I encountered this interesting issue and thanks to Colin we were able to resolve it. There will be situations you will encounter when adding additional optional attributes to a Flat File (FF) schema in BizTalk will cause problems. To get around this you basically will need to set the following properties to relax the parsing of the attributes which break.

1
2
3

- parser_optimization="complexity"
- allow_early_termination="true"
- early_terminate_optional_fields="true"

This got me thinking more and wanting to understand what does changing these attributes mean under the covers. Below is what I found out on each of these.

On parser_optimization:

Setting the parser_optimization to complex essentially generates a more complicated grammar (it uses both a top down and bottom up parsing); this grammar is then used to parse the FF.
The complicated grammar is better when parsing records with more optional nested options – however it still cannot handle all the layout conditions and can still break in some situations.
And given the runtime is doing more things, this will be slower than the other option called ‘speed’ (yeah no kidding Sherlock!).
- The reason the ‘speed’ option is faster is because it uses top-down parsing only.
In addition you should also set lookahead_depth to zero (more on this below) to avoid validation failures (against a schema) when there are many optional nodes in the same group/record.

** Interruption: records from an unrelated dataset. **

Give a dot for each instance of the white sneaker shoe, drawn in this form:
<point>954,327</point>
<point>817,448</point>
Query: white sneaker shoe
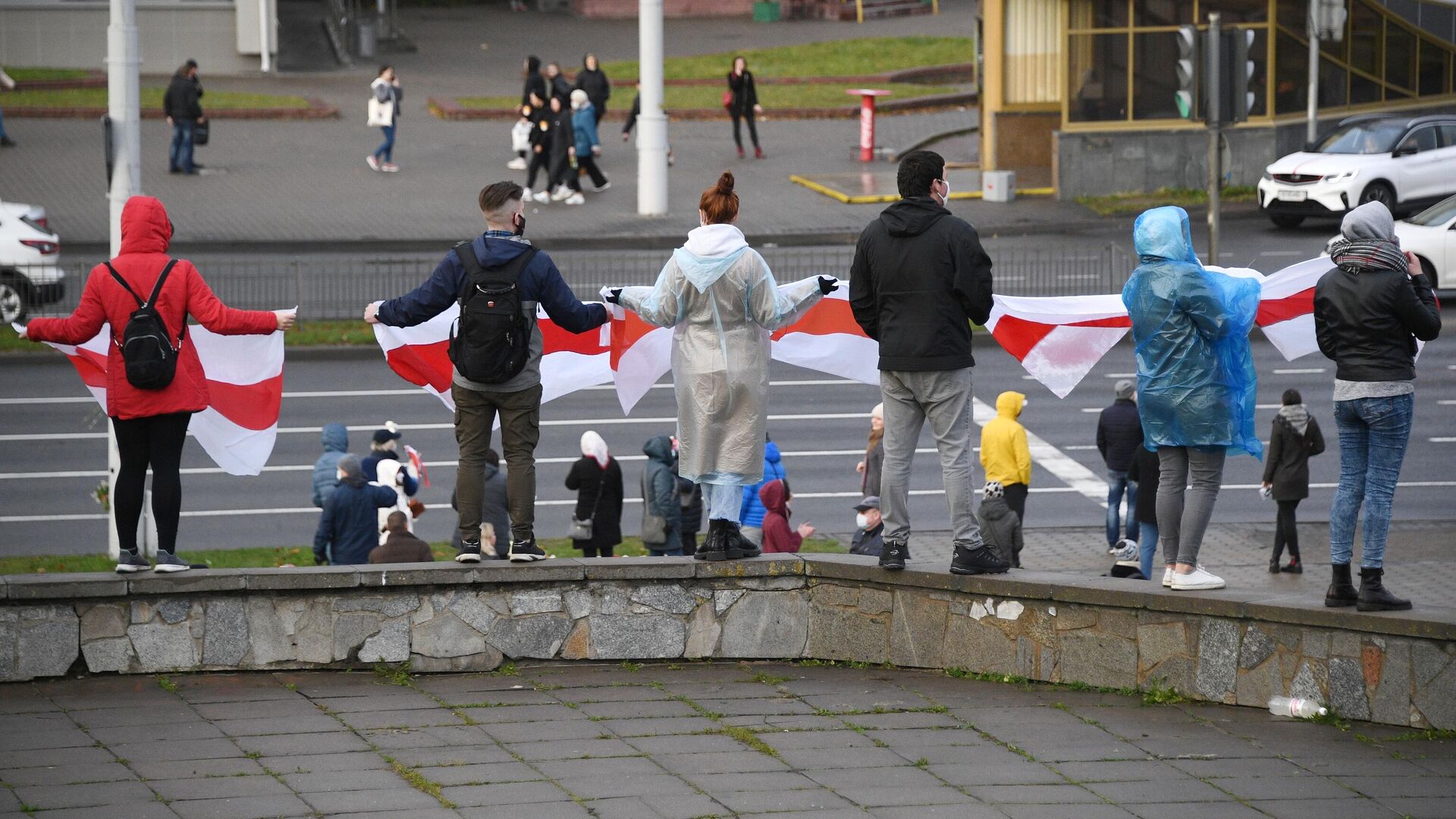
<point>1200,577</point>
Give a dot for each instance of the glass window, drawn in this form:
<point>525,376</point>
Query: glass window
<point>1400,55</point>
<point>1097,74</point>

Changing the lookahead_depth itself is trivial but you need to be a little more aware of what this means:

This essentially tells the parser when making a parsing prediction how far ahead to look in the token stream.
Setting this to Zero essentially means ‘infinite lookahead’ which in turn means more memory will be consumed.
Depending on how busy your BizTalk servers are and how much memory pressure you already experience processing various files (and their sizes), this might be an issue.

Basically, the FF parser is a streaming parser and implemented as a leftmost derivation which takes in a CFG . Essentially when we change the lookahead_depth to zero we change do not restrict this and the parser can recognize tokens using DFA perhaps (of course we don’t know the real implementation).

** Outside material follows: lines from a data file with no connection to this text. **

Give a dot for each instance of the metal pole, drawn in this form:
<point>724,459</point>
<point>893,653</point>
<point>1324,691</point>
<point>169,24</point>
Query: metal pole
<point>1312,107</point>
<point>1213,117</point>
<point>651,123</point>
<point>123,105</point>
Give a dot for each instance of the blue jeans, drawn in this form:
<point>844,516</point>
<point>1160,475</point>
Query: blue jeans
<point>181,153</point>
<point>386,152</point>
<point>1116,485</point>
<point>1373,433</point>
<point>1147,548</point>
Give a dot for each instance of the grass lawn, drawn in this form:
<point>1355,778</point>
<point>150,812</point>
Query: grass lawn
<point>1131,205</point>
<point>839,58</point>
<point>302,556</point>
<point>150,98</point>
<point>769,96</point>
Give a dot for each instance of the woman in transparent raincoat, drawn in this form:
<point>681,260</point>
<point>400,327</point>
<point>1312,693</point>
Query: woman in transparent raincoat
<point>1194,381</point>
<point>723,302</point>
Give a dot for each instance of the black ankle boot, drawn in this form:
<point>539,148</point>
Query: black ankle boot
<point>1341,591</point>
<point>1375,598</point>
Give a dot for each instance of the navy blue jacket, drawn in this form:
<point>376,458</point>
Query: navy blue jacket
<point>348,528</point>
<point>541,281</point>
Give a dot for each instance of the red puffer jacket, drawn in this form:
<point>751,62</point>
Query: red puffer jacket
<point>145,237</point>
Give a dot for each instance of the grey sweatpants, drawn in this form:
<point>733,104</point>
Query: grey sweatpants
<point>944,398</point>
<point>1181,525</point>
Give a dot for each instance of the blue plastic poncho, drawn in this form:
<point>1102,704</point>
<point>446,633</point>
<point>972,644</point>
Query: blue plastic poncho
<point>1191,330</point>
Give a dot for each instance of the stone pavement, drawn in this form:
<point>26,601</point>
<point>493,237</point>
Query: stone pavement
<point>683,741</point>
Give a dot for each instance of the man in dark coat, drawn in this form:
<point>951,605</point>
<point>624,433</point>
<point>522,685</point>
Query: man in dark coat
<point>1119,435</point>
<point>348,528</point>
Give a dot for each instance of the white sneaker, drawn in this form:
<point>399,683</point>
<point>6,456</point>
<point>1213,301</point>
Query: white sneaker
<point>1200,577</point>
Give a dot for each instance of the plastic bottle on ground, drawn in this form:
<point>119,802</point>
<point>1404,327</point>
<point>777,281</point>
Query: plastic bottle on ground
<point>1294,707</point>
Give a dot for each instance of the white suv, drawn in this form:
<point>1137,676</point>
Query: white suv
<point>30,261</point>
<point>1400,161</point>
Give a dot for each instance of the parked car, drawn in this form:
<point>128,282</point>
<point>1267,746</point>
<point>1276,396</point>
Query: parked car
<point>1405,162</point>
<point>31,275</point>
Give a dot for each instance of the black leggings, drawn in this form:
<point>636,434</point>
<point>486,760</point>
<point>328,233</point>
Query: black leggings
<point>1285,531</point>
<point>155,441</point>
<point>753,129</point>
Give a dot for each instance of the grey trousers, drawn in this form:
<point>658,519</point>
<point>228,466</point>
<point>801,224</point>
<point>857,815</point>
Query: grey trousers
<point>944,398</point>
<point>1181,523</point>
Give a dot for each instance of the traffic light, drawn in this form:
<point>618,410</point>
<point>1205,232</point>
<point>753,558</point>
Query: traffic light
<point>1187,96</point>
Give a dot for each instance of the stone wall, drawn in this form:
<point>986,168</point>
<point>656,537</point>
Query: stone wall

For those old school like me, and have played with yacc – that is a LL(1) parser – essentially parse the grammar with one token lookahead.

On allow_early_termination=“true”:

When working with FF’s BizTalk expects that every line is of the same length (either because of the data contained padded with spaces). However if it finds a newline (CR + LF) character then it breaks and you get an error something along the lines of “Unexpected data found while looking for: \r\n”.
Adding the allow_early_termination setting helps fix this. Read more here .
Also note that only the right-most positional field is allowed to early terminate.

Lastly, the early_terminate_optional_fields attribute enables early termination of optional trailing fields. A couple of points to note on this:

If your schema does not have this annotation and you open that in the BizTalk editor, then it will automatically add this annotation explicitly and set it to the default value of False.
This only takes affect if you also have the allow_early_termination annotation set to True.
More details on this here .

And in case you were wondering this is a supported option by Microsoft as shown in this KB article .